Home‎ > ‎



Between 1886 and 1919, Andrew Carnegie gave forty million dollars to build 1679 public libraries.  Thirty-three of these were in Missouri.  Carnegie's terms stipulated that the town must furnish a suitable site and pledge an annual maintenance cost of 10% of the initial endowment.  Carnegie libraries were built in Monroe City, Marceline, and Brookfield at about the same time as the Shelbina Library.  Kirksville, Macon, and Hannibal declined, or could not work out the details of, the grant.

In April of 1916 a petition drive gathered enough signatures to call for a levy vote, and on May 23, 1916 a one and a quarter mill tax was passed.  After considerable negotiation, the Burlington railroad agreed to sell a plot of land adjacent to the railway to the city, for $1,000.  The money was quickly raised through private donations.

The cornerstone of the library building was laid in 1917.  Architect was Ben Elliot of Mexico and contractor was Roy Sterrett.  The city contributed $500 for shelving and wiring.  The library opened its doors September 16, 1918 with a book collection comprised of all 752 volumes of the I.I.O.O.F.F. Club's library, 135 scintillating volumes of mining history and law books donated by W.O.L. Jewett, miscellaneous donations from other citizens, and $450 worth of books purchased by the book committee of the Library Board--all totaling 1724 volumes.  On opening day 19 books were loaned.

One of the first decisions of the library board was to extend borrowing privileges to anyone, city or county.  That policy continues.

The library was governed then, as now, by a nine-member board, each serving a maximum of three 3-year terms.  The first board president was Mr. T.F. Bates. The first librarian was Miss Dixie Dean, who was paid $25 a month.  The annual report for the first year of operation showed a circulation of 4697 books loaned to 431 registered borrowers.  The first few years were difficult and the library was sometimes closed for weeks at a time due to coal shortages and the Spanish influenza epidemic.
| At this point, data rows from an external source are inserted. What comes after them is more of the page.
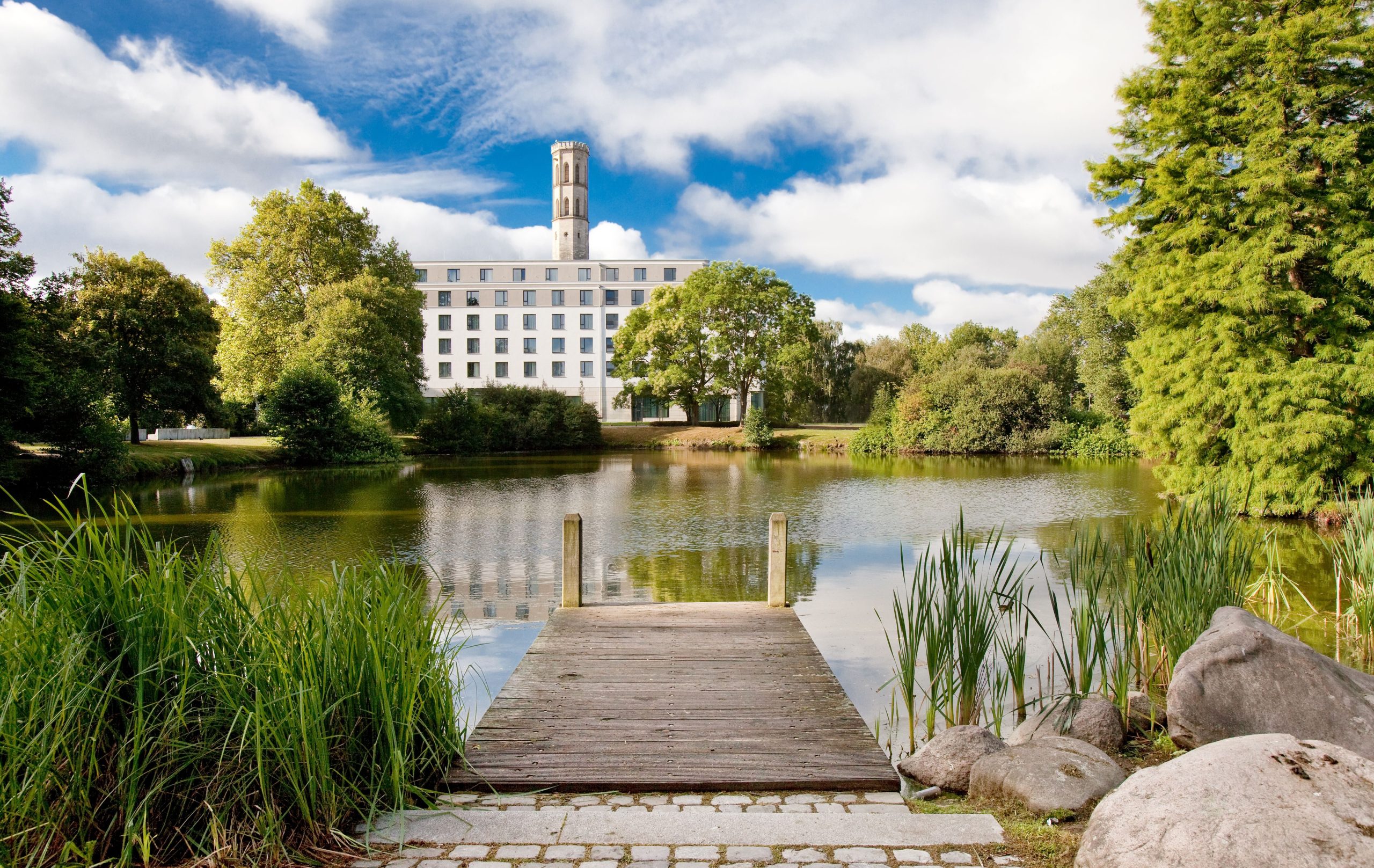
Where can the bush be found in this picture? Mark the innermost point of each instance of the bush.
(158, 706)
(757, 432)
(317, 424)
(509, 419)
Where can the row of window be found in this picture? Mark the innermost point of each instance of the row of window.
(474, 370)
(550, 275)
(474, 345)
(529, 322)
(586, 298)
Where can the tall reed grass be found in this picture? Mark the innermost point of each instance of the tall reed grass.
(158, 705)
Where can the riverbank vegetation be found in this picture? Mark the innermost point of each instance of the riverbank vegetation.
(160, 706)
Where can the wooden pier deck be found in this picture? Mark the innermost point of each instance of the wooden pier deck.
(679, 697)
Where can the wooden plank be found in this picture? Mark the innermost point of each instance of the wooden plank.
(673, 697)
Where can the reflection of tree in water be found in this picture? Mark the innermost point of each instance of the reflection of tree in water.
(719, 574)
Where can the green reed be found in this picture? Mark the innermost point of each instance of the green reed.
(158, 705)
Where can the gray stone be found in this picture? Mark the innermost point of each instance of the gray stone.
(1252, 801)
(1243, 676)
(1048, 774)
(946, 760)
(1093, 719)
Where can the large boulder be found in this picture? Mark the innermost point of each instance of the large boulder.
(1244, 676)
(1094, 720)
(946, 760)
(1258, 801)
(1049, 774)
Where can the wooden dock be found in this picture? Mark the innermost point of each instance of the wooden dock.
(679, 697)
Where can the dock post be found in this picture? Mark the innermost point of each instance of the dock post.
(778, 559)
(572, 561)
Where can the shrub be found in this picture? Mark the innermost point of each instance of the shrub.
(317, 424)
(757, 432)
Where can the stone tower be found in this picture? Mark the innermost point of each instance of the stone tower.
(571, 160)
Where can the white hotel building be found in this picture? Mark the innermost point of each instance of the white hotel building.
(545, 322)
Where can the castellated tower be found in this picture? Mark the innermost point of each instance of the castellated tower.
(571, 161)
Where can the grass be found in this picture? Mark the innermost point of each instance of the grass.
(158, 705)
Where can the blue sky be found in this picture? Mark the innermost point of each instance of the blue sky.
(899, 163)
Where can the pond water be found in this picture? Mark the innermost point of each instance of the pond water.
(663, 527)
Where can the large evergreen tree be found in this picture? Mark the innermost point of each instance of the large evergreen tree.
(1245, 172)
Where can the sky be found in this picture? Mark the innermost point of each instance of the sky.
(897, 161)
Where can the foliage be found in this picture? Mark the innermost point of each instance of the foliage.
(295, 246)
(757, 432)
(150, 335)
(1243, 179)
(160, 706)
(507, 419)
(318, 424)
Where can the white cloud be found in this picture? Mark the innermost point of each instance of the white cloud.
(146, 116)
(300, 23)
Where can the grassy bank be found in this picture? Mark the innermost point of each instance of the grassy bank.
(158, 706)
(708, 437)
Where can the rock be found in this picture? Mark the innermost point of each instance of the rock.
(1048, 774)
(946, 760)
(1258, 801)
(1244, 676)
(1142, 713)
(1095, 721)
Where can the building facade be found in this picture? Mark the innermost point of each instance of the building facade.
(545, 322)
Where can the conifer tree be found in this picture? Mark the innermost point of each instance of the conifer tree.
(1244, 173)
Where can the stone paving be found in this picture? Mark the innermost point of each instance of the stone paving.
(697, 856)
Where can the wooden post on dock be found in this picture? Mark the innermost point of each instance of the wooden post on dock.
(778, 559)
(572, 561)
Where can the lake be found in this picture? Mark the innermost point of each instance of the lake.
(663, 527)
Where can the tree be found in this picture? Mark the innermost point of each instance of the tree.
(759, 326)
(1244, 168)
(151, 335)
(663, 349)
(293, 246)
(369, 334)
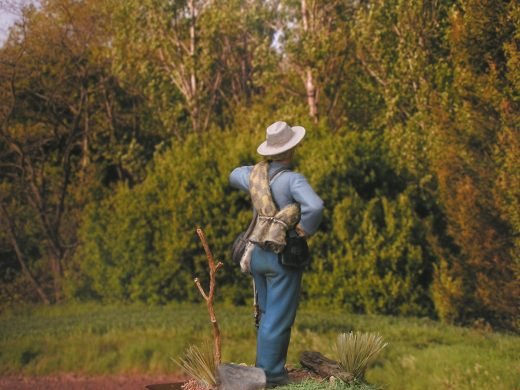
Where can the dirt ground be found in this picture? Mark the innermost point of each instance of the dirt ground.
(75, 382)
(129, 382)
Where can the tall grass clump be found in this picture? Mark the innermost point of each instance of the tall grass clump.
(200, 364)
(356, 351)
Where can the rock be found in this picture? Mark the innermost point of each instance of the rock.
(237, 377)
(323, 366)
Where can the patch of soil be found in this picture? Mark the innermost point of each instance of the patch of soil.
(113, 382)
(77, 382)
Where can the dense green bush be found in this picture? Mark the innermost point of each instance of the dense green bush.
(370, 254)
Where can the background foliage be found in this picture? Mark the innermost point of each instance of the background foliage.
(120, 123)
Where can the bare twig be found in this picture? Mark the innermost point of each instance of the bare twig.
(208, 297)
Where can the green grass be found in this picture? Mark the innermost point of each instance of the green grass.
(92, 339)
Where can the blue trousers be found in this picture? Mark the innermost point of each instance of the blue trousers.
(278, 289)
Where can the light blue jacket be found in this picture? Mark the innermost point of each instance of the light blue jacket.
(287, 188)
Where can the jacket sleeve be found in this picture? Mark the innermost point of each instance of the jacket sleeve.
(311, 204)
(239, 178)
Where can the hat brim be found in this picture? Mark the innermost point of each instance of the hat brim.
(266, 150)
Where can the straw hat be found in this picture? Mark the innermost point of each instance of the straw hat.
(280, 137)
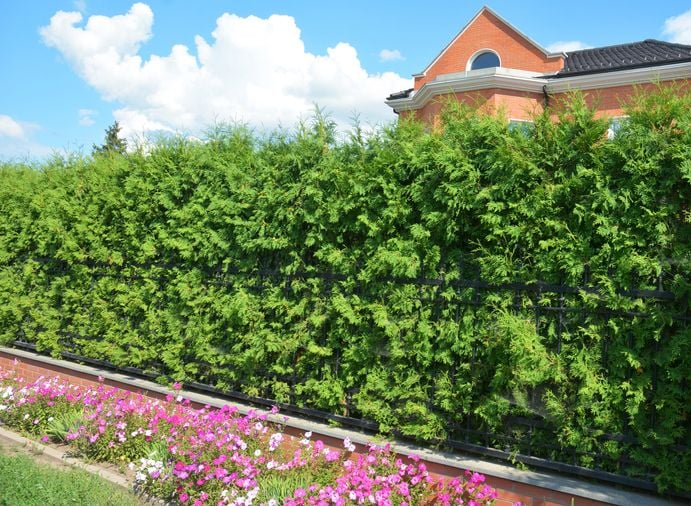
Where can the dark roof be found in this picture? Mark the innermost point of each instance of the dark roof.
(400, 94)
(647, 53)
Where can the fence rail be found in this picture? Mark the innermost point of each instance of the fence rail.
(527, 439)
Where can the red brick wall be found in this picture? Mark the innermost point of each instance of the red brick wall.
(509, 491)
(608, 102)
(488, 32)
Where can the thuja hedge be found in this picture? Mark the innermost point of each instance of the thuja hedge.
(293, 266)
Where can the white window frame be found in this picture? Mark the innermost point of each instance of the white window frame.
(469, 65)
(615, 124)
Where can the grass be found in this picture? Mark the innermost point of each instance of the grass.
(25, 482)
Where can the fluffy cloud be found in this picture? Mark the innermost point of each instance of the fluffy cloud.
(11, 128)
(252, 70)
(566, 46)
(390, 55)
(86, 116)
(678, 28)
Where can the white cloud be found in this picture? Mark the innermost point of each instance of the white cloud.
(86, 116)
(11, 128)
(254, 70)
(390, 55)
(566, 46)
(678, 28)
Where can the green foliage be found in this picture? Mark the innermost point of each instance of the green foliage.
(28, 483)
(203, 261)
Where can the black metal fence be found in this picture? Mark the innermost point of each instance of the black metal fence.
(557, 310)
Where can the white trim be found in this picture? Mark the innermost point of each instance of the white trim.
(518, 80)
(621, 78)
(487, 9)
(471, 60)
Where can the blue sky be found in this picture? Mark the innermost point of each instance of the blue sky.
(183, 65)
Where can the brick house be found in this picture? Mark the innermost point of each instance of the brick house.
(491, 65)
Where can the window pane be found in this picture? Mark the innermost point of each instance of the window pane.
(485, 61)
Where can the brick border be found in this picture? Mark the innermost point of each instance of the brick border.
(531, 488)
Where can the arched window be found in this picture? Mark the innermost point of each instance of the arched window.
(485, 60)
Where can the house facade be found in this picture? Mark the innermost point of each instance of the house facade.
(493, 66)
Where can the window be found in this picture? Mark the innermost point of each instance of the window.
(615, 125)
(485, 60)
(522, 126)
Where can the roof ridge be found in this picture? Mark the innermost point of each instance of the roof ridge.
(624, 44)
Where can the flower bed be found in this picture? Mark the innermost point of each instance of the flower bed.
(216, 456)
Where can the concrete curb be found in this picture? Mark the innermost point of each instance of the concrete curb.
(571, 486)
(63, 457)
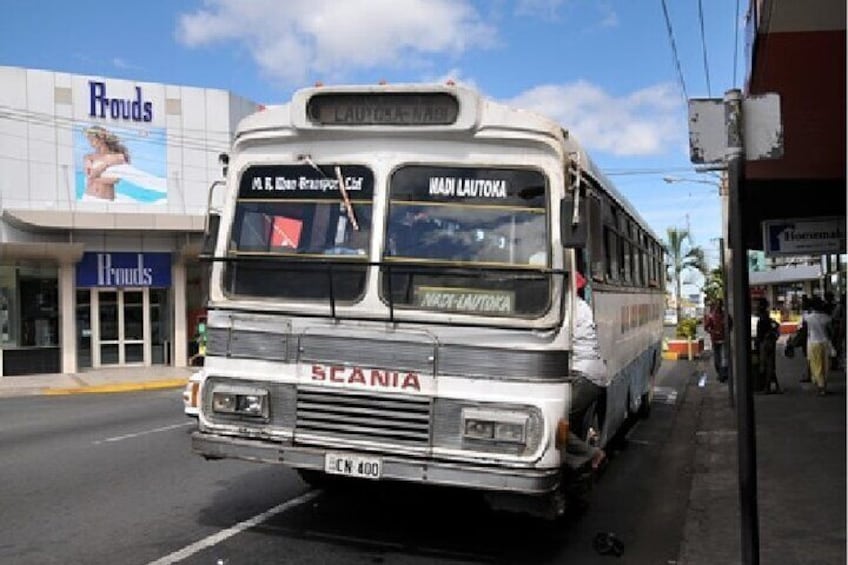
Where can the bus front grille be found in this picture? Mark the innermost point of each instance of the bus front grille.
(363, 417)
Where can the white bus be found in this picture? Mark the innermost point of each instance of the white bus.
(391, 294)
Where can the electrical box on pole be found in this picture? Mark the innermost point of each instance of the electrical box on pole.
(761, 128)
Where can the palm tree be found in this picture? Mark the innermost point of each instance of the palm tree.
(683, 256)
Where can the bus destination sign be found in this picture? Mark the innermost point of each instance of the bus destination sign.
(386, 109)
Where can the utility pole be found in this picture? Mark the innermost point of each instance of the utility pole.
(723, 134)
(746, 437)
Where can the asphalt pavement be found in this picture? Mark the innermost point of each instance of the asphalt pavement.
(800, 459)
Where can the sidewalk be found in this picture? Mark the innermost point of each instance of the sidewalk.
(120, 379)
(801, 473)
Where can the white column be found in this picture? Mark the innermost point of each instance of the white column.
(180, 339)
(68, 317)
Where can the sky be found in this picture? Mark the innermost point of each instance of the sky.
(615, 73)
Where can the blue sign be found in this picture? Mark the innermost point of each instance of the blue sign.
(101, 106)
(124, 270)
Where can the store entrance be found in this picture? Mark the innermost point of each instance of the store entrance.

In June, 1921 Miss Dean gave notice and moved to California.  She recommended as her replacement a young girl who had helped some in the library and who had just graduated from high school.  Miss Gladys Powers agreed to take the job (the board asked her parents' permission first), and went to the University of Missouri at Columbia to complete a 12-week course in Library Science.  The library closed for the summer, awaiting her return.  The new librarian worked out rather well, staying with the job for 67 years.

The Depression saw a large increase in circulation as people turned to the library for free entertainment.  By 1936 Miss Gladys needed some help and Miss Elizabeth Powers, Gladys' sister, began volunteering.  The board eventually found the means to hire her, and the Powers sisters became a beloved institution and symbolized the library in the hearts of their patrons.  Many people had a regular library day--on livestock sale day, on their weekly shopping day, after Catechism class or church group--and enjoyed their visit with the Powers sisters as much as the choosing of their weekly reading material.

The library basement was used as Red Cross headquarters until shortly after World War II.  It had also been used by the WPA during the thirties, and later became the City Office.

The library has had some major book contributors over the years:  W.O.L Jewett endowed a book fund that provided books until 1932.  Native-son journalist Frederic J. Haskin donated 100 books of his choosing every year until his death in 1944.  George and Genevieve Scheer of Chapel Hill, N.C. donated thousands of books over the years until Mr. Scheer died in 1995.

During the 1960's and 70's, the library was becoming very crowded.  In 1976, as a Bicentennial Project, the 49er's Home Ec Club began a fund drive to build an addition to the building.  By 1988 they had raised over $350,000 with a very substantial contribution by Dr. Howard Ragsdale putting the drive over the top.  The new addition was built that year with architect Harry Saunders and contractors Martin Construction of Hannibal.  The Ragsdale wing was dedicated in January of 1989 and more than doubled usable floor space.  Miss Gladys, her dream having come true, announced her retirement to coincide with the dedication.  Linda Kropf was hired as the new Library Director.

The lower level of the addition, initially unfinished, was finished in February 1992 by Million Construction of Shelbina, after more community donations were received.  A 1,000 square foot meeting room with kitchen and restroom facilities was installed.

Miss Gladys died in 1994 and astonished the community by leaving over $300,000 to be used as an endowment to fund library operations--an amazing example of frugality and generosity from a loyal worker who was making $500 a month at the time of her retirement.

In April of 1998, the library opened its new children's room.  The children's library, remodeled from the basement space of the original library, was conceived by board member Norma McWilliams, and is a cheerful, colorful space remodeled by Simpson Construction of Shelbina.  Unfortunately, Mrs. McWilliams died before the completion of the children's library and the room was named in her honor at its dedication.